In spite of strict limits on Western involvement, several key Soviet leaders criticized the congress for being “too Western” in style, based on American structures and standards and top-heavy with English-speaking platform leaders. One Russian Orthodox churchman said that while it “showed us possibilities of witness,” the congress assumed church growth and evangelism from a congregational or Baptist perspective, rather than the hierarchical structure through which the Orthodox must work.

Still, the mere chance to fellowship, pray, and sing resoundingly such universally recognized hymns as “How Great Thou Art” was a tonic to the far-flung Soviet church workers. Many alternately cried with joy at the unprecedented prospects for evangelism and wept in passion for the millions in their countries lost without Christ.

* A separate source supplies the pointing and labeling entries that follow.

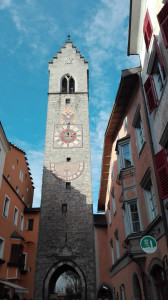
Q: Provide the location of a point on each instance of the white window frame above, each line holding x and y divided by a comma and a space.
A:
129, 228
125, 124
112, 172
15, 216
154, 69
21, 175
113, 201
109, 213
150, 199
28, 224
158, 77
120, 154
117, 244
112, 252
139, 130
21, 222
151, 203
25, 262
2, 244
6, 208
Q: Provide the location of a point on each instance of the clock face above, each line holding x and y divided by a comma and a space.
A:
67, 136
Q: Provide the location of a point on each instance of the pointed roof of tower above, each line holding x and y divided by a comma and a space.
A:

The congress itself became a vehicle for evangelism. One night, the “Good Evening, Moscow” program, with a prime-time audience of 20 million, featured a 20-minute interview with Houston, Ford, and Bill Bright of Campus Crusade for Christ. Ford, asked by the interviewer, “How does one repent?” gave a clear gospel presentation.

Peter Samoilich, a Pentecostal pastor from Riga, Latvia, at the request of hotel management at the huge congress site, spoke to the assembled hotel workers between their work shifts. More than 100 responded to his invitation to receive Christ. And in a workshop on family relationships, the Russian interpreter revealed that she was reading the Bible for the first time.

“They are trying to convert me,” she said with a smile as several in the audience began explaining the gospel, noting that even Communist party leaders were coming to faith. “I’m not a Christian,” she exclaimed. “Is it too late?”